Discrete Distributions
Here are lists for common discrete probability distributions:
| CF | Name, Notation | Parameters | PMF | Range | Mean | Variance |
|---|---|---|---|---|---|---|
| \(1 - p + p e^{it}\) | Bernoulli \(\mathrm{Bernoulli}(p)\) |
success prob.: \(p\) | \(\displaystyle p^x (1-p)^{1-x}\) | \(x\in\{0,1\}\) | \(p\) | \(p(1-p)\) |
| \((1 - p + p e^{it})^n\) | Binomial \(\mathrm{Binomial}(n, p)\) |
trials: \(n\) success prob.: \(p\) |
\(\displaystyle \binom{n}{x} p^x (1-p)^{n-x}\) | \(x\in\{0,1,\ldots,n\}\) | \(np\) | \(np(1-p)\) |
| \(e^{\lambda(e^{it}-1)}\) | Poisson \(\mathrm{Poisson}(\lambda)\) |
rate: \(\lambda\) | \(\displaystyle \frac{\lambda^x e^{-\lambda}}{x!}\) | \(x\in\{0,1,2,\ldots\}\) | \(\lambda\) | \(\lambda\) |
| \(\frac{p e^{it}}{1 - (1-p)e^{it}}\) | Geometric \(\mathrm{Geometric}(p)\) |
success prob.: \(p\) | \(\displaystyle (1-p)^{x} p\) | \(x\in\{0,1,2,\ldots\}\) | \(\frac{1-p}{p}\) | \(\frac{1-p}{p^2}\) |
| \(\left(\frac{p e^{it}}{1 - (1-p)e^{it}}\right)^r\) | Negative Binomial \(\mathrm{NegBin}(r, p)\) |
successes: \(r\) success prob.: \(p\) |
\(\displaystyle \binom{x+r-1}{r-1} p^r (1-p)^x\) | \(x\in\{0,1,2,\ldots\}\) | \(\frac{r(1-p)}{p}\) | \(\frac{r(1-p)}{p^2}\) |
Relationships
Obvious:
- Exponential is a special case of Gamma: \(\mathrm{Exp}(\lambda) \sim \mathrm{Gamma}(1, \frac{1}{\lambda})\).

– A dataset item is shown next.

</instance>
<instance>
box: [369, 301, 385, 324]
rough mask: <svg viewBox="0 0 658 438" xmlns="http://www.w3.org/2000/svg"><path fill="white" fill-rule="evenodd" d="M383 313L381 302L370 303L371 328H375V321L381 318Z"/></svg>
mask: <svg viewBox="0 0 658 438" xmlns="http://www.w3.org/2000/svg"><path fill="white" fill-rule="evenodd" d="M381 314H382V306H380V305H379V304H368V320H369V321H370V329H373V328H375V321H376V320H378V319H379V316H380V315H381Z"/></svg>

- Chi-squared is a special case of Gamma: \(\chi^2(k) \sim \mathrm{Gamma}(\frac{k}{2}, 2)\).
- A special case of Chi-squared is Exponential: \(\chi^2(2) \sim \mathrm{Exp}(\frac{1}{2})\). This is called the Rayleigh distribution.
- Chi is the square root of Chi-squared: \(\chi(k) \sim \sqrt{\chi^2(k)}\).
- Normal is a special case of Chi: \(\mathcal{N}(0, 1) \sim \chi(1)\).
- Cauchy is a special case of Student’s t: \(\mathrm{Cauchy} \sim t(1)\).
- The chi-squared, Student’s t, and F distributions are all naturally come from the Normal distribution in the following senses:
- \(\displaystyle \chi^2(k) \sim \sum_{i=1}^k Z_i^2\), where \(Z_i\) are i.i.d. standard normal variables.
- \(\displaystyle t(\nu) \sim \frac{Z}{\sqrt{\chi^2(\nu)/\nu}}\), where \(Z\) is a standard normal variable independent of the Chi-squared variable.
- \(\displaystyle F(d_1, d_2) \sim \frac{\chi^2(d_1)/d_1}{\chi^2(d_2)/d_2}\), which is the ratio of two scaled Chi-squared distributions.
- Bernoulli is a special case of Binomial: \(\mathrm{Bernoulli}(p) \sim \mathrm{Binomial}(1, p)\).
Stability:
- \(\displaystyle \mathcal{N}(\mu_1, \sigma_1^2) + \mathcal{N}(\mu_2, \sigma_2^2) \sim \mathcal{N}(\mu_1 + \mu_2, \sigma_1^2 + \sigma_2^2)\).
- \(\displaystyle \mathrm{Gamma}(\alpha_1, \theta) + \mathrm{Gamma}(\alpha_2, \theta) \sim \mathrm{Gamma}(\alpha_1 + \alpha_2, \theta)\).
- \(\displaystyle \chi^2(k_1) + \chi^2(k_2) \sim \chi^2(k_1 + k_2)\).
- \(\displaystyle \mathrm{Binomial}(n_1, p) + \mathrm{Binomial}(n_2, p) \sim \mathrm{Binomial}(n_1 + n_2, p)\).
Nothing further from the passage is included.